Every once in a blue moon the gaming Gods decide to be kind to us all. They made sure the right team was assembled, their leader was not some madmen out for world domination with his social theory-esque game design, and a simple format has been used that results in multiple games being made in rapid succession. Chaos on Deponia is one of those games.
Deponia is a game that cannot be written about (originally I tried singing about it). The story is silly, the puzzles are incredibly crazy, and at any given moment someone is destroying the 4th wall while making jokes about movie clichés, then heading directly into a Broadway musical number. What’s insane about all of it is that this game still has moments where it takes itself seriously. These jokes and puzzles weren’t just created to make up for some failed misgivings, oh no, it’s all connected to the plot. Even the most mundane minute aspects of the story are connected to the plot. Some of it turns out to be a reflection of their culture. This is a game that will assuredly make you laugh (a lot) while also making you question what can be considered a videogame. Does a videogame need lots of clicking? Lots of shooting? A serious story? A not so serious story? Elemental guardian platypus? I’d like to think Deponia is its own unique game (that is a sequel no less) that doesn’t necessarily need any other games played ahead of time for people to love and understand it. It is pure satiric gold of the greatest caliber.
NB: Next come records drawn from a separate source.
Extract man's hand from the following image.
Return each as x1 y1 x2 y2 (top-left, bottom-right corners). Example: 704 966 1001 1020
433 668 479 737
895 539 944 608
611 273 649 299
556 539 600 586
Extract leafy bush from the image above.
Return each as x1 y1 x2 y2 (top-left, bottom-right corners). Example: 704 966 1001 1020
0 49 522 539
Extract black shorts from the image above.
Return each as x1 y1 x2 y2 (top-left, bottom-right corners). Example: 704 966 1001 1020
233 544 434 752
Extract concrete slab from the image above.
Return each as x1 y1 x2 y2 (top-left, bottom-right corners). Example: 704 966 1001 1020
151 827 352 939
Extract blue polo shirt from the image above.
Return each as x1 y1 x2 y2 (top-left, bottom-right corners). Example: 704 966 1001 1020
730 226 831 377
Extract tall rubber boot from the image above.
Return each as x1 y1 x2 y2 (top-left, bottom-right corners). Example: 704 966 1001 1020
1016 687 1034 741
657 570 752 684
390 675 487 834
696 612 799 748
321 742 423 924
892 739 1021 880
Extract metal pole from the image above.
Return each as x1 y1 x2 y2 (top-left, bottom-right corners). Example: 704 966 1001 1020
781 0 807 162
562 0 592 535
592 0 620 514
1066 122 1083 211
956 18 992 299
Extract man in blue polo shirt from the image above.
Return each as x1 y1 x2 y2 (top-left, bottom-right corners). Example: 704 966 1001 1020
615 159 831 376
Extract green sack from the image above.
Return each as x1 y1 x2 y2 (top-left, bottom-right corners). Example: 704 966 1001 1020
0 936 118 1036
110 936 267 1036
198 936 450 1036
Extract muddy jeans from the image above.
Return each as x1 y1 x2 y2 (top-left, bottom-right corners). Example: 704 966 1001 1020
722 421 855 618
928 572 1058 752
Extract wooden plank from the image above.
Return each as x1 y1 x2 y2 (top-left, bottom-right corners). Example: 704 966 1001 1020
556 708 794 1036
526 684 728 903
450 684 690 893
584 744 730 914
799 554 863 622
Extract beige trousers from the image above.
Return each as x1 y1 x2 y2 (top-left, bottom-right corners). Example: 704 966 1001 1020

Obviously no game is perfect. Every once in a while I didn’t understand some puzzles until after they were solved, and some of the puzzles required me skipping them since the tutorial process was a poorly explained set pictures on the side of the wall, but since I can be rather dense to puzzles sometimes I imagine this is an issue that won’t be shared with the general public. Most of the players who bought the first game have stated they have had solid improvement from title to title so I imagine the third game will likely have no issues what so ever. When the puzzles did make sense they were a lot of fun. The puzzles usually were all tied to something you needed to do to get to a location, continue the plot, and in some cases even revenge. These puzzles run all gambits of intelligence; some were set in psychology, some were tossed in for memory challenges, and we even had a linguistics puzzle on how to make someone with an accent say something correctly for comical effect. These puzzles were handled incredibly well, and none of them can be really be accused of being too difficult or challenging than other puzzles. They ran the entire gambit and I really can’t nitpick them for my own shortcomings.
In my world, a game that manages to tie together all aspects of itself into the story is following what I consider to be world maker philosophy. This is a belief that only games like Mass Effect 2, Bastion, and Persona 3 and 4 have ever been able to enter. Deponia may not necessarily be pushing a huge plot about an outside attacking race or some nasty story about the darkness in people’s hearts destroying the world, but their entire studio knows exactly what they are doing. Everything in this game from the jokes, to the views, to the music, to animation sequences are all carefully planned. It all screams a message that Deponia is a land most foul filled with quirky characters that all hate Rufus with the fire of a thousand suns, and Rufus at the end of the day shall turn their homes into burning metal deathtraps with the purpose of saving his long lost love from making some mistake that he thinks she’ll regret for the rest of her life. He’s shallow, He’s pathetic, and I have to admit I liked it all quite a bit.
Chaos on Deponia Review Score: 8.5/10
A copy of Chaos on Deponia for the PC was provided to the reviewer for the purposes of this review.